What is it? Necessarily it is a studio apartment, but by the state of the exposed cables, the exposed skirting board, the wireframe kitchen unit and the sagging, joyless bed, I am inclined to say it's "a crime scene, directly after a ransacking";
Where is it? Paddington, the Euston of the west;
What is there to do locally? Paddington is just a sprawling train station with an esoteric interchange, a museum dedicated to a made-up bear and yet another one-size-fits-all glossy London street food market invented to try to lure tourists and food influencers, and that is it. Buy a skull-sized vegan donut and throw yourself in a canal. That is what there is to do in Paddington;
Alright, how much are they asking? £1,300 pcm;
I often think of dying in my sleep, and how pleasant that will be, and that is because my bed is a haven, a paradise, nirvana in blankets, and because I have 2 x special expensive pillows made of this strange bouncy sort of foam material that does not overheat when you sleep on it and fully supports your neck; 1 x duvet that cost me entirely too much from John fucking Lewis; 3 x blankets or quilts of various thicknesses and qualities that can be layered and unlayered according to the needs of the sleeper and the temperate climate of the room at night; 1 x premium-quality memory foam mattress topper from Groupon which, ngl, was an absolute ball-ache to haul home from work, I don’t know why I had it sent here; 1 x Egyptian cotton bedsheet w/ cover and pillow cases. Every time I go to sleep I cuddle up and wish for death, honestly. What a glorious place to be, my bed is. What a simply fantastic place to die.
In related news:
Longterm fans (???????????) of this column will recognise the calling card of the London property agent, here: two small towels folded neatly (-ish: these particular towels are actually quite carelessly folded) on the bed to suggest a hotel continental-style way of living, to truss up a shitty west London bedsit in the manner of a Parisian chamber. You can imagine ambassadors sleeping here, can't you? "M-my gosh!" an ambassador says, walking into this set-up. "I— it can’t be! Two small pink towels from Primark or maybe the homeware section of a Big Sainsbury's! The luxury! The unimaginable luxury! Are we at the Ritz?"
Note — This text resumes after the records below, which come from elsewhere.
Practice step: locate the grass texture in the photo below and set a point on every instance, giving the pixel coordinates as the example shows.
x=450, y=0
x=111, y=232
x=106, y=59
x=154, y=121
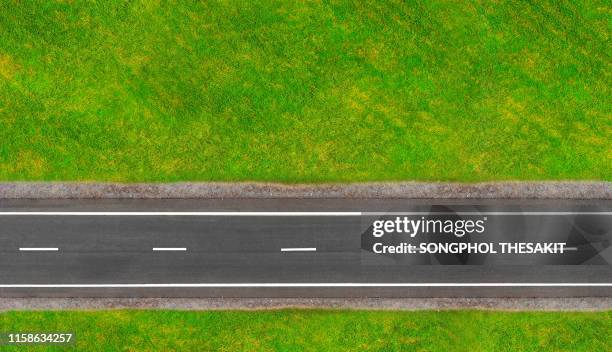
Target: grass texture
x=319, y=330
x=305, y=91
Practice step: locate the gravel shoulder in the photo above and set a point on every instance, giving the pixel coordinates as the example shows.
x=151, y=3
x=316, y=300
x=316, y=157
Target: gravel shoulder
x=509, y=304
x=415, y=190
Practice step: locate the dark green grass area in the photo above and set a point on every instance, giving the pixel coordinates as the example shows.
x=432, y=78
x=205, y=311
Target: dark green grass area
x=305, y=91
x=320, y=330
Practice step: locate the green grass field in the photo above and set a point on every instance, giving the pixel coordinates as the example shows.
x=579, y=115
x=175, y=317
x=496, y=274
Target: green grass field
x=305, y=91
x=321, y=330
But also, please pay attention to the bed: two flat pillows; one thin single duvet stretched over a double-width mattress; the mattress, raw beneath, sagging onto the two sad box frames; the general air of misery about the whole vista. Yes, we all want to die in bed, prone and comfortable. Apart from this bed. This bed would be a bad place to die.
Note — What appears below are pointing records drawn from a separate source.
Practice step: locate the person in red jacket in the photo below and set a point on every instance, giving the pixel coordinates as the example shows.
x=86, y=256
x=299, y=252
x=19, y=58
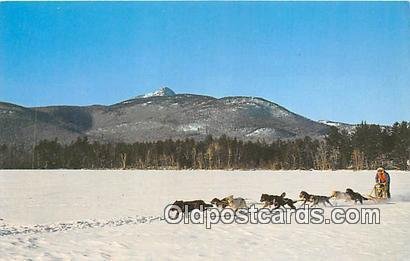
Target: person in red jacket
x=383, y=177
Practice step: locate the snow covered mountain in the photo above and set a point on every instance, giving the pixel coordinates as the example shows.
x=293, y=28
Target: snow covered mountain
x=158, y=115
x=163, y=91
x=340, y=125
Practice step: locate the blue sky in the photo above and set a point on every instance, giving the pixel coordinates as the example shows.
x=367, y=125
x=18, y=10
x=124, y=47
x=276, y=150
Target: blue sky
x=340, y=61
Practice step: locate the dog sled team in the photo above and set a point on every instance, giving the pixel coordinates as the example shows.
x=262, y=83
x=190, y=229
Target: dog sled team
x=381, y=191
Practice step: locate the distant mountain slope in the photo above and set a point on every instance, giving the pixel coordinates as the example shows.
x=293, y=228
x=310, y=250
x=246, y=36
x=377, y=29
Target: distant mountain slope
x=157, y=116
I'm focusing too much on dying in bed: we haven't even got to the meat of this flat, which is the— well, I hesitate to use a word as strong as "kitchen", but there’s certainly a lot of metal frame doing a sort of impression of a kitchen:
Briefly imagine your life in this flat: you could run a sink full of water above an exposed pipe; store your one pan on a shelf beneath it; heat said pan on a Buzzfeed Tasty-style induction hob; go around a small bathroom alcove to gain access to your shower; walk sideways between your kitchen wireframe and the sofa that is inexplicably there, because you cannot walk directly into your flat from the front door at a normal gait; stare at your mess of black cables and what appears to be a fucking wall-mounted Megadrive as part of your entertainment system; put your fucking net curtains up properly; figure out a way to actually open your wardrobe doors while standing in front of them, because I can’t see any possible way of doing that; store things on your inexplicably huge and ominous French dresser; glue your skirting board back on; text your friends that no, you can’t come out tonight, you’re spending £1,300 a month to live here and you can’t afford to come out for pints; text your friends no, no don’t come over, honestly lads, you don’t have to come over with beers, there’s not really room for any—; ah, you’re all here, OK; yeah no if— just move that small pile of clothes off the bed – it’s easier for me to sleep next to a small pile of clothes than actually open the wardrobe every morning, you know how it is – yeah no, put it down on the floor with those pink towels; yeah, uh, no there’s no fridge so I can’t really cool these beers down but uhhh— maybe I could fill the bath with cold water and put them in there?; "How do I wash my clothes?" Heh, good question: clothes really don't need washing as often as you think, really, and also there’s a laundrette like only two tube stops over; "Why do I have an enormous and unnecessarily intimidating dresser in the corner that is seemingly only there to hold an iron I have, despite there being absolutely no visible ironing board in the entire house?" Hehe, another good one. Listen – boys I’m bushed! I absolutely have to sleep! Haha, see ya; See ya;
Yeah: sob yourself to sleep in your sagging hell bed and pray for Paddington to explode or, better, death.